DRAM vendors do not disclose the architecture of the sense amplifiers deployed in their chips. Unfortunately, this hinders academic research that focuses on studying or improving DRAM. Without knowing the circuit topology, transistor dimensions, and layout of the sense amplifiers, researchers are forced to rely on best guesses, impairing the fidelity of their studies. We aim to fill this gap between academia and industry for the first time by performing Scanning Electron Microscopy (SEM) with Focused Ion Beam (FIB) on recent commodity DDR4 and DDR5 DRAM chips from the three major vendors.
This required us to adequately prepare the samples, identify the sensing area, and align images from the different FIB slices. Using the acquired images, we reverse engineer the circuits, measure transistor dimensions and extract physical layouts of sense amplifiers — all previously unavailable to researchers.
Our findings show that the commonly assumed classical sense amplifier topology has been replaced with the more sophisticated offset-cancellation design by two of the three major DRAM vendors. Furthermore, the transistor dimensions of sense amplifiers and their revealed physical layouts are significantly different than what is assumed in existing literature. Given commodity DRAM, our analysis shows that the public DRAM models are up to 9x inaccurate, and existing research has up to 175x error when estimating the impact of the proposed changes. To enable high-fidelity DRAM research in the future, we open source our data, including the reverse engineered circuits and layouts.

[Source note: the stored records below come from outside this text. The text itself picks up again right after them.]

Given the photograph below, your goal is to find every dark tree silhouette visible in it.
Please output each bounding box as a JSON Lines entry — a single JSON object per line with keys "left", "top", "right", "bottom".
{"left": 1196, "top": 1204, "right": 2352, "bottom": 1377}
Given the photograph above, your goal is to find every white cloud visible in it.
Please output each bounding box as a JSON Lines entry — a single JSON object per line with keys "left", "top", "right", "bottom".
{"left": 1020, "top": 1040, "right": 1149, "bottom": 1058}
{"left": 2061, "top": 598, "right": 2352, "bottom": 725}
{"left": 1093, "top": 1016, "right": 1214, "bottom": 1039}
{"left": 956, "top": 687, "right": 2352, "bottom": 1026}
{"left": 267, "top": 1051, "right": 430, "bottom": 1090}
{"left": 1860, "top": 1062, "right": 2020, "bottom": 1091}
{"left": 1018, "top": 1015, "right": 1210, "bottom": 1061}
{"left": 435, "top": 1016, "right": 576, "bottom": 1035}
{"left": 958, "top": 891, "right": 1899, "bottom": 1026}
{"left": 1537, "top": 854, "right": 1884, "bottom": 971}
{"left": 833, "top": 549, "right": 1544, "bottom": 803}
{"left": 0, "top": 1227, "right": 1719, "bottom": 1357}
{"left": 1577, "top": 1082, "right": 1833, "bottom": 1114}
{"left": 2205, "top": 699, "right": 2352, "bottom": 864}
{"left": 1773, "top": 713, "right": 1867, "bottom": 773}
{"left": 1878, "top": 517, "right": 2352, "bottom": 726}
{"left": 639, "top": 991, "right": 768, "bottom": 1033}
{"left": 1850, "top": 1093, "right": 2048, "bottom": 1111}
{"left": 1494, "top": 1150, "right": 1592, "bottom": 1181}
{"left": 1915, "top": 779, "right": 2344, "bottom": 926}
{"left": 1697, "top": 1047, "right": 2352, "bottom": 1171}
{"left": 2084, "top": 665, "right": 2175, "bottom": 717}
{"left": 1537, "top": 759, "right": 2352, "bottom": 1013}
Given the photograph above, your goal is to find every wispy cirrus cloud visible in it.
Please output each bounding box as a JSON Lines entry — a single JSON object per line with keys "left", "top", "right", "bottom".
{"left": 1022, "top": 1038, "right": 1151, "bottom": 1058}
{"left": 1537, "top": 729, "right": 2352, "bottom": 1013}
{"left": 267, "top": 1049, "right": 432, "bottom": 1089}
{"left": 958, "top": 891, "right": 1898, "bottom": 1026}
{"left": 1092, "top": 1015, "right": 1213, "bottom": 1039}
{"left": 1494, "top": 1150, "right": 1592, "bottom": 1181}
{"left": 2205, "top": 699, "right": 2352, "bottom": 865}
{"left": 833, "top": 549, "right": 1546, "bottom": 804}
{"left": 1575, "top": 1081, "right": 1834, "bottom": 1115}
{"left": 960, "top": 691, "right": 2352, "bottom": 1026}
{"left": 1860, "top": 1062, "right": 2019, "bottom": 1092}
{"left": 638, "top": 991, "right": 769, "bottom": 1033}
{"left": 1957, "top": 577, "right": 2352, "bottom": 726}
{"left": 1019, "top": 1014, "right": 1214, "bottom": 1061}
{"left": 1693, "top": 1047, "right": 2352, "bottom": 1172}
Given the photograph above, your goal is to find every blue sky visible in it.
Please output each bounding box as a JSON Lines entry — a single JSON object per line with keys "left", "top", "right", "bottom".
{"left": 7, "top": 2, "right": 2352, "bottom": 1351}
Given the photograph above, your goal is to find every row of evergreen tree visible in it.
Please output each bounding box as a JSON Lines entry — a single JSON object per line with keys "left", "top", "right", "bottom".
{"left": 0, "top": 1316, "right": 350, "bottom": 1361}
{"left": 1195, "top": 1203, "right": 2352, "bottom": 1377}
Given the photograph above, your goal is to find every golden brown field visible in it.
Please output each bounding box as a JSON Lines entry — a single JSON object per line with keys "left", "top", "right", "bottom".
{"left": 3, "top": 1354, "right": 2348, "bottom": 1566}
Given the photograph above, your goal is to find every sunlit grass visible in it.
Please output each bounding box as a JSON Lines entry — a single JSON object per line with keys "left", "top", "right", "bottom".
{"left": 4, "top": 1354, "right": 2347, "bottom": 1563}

Michele Marazzi has just completed a PhD at ETH Zurich focusing on DRAM security. Through his research, he demonstrated how it is possible to protect DRAM from Rowhammer attacks with designs based on mathematical proofs or by changing the internal DRAM architecture. Recently, he showed that it is possible to perform Rowhammer on RISC-V CPUs for the first time. Michele led the HiFi-DRAM project, which will be presented at Hardwear.io, where DDR4 and DDR5 DRAM chips were photographed and reconstructed.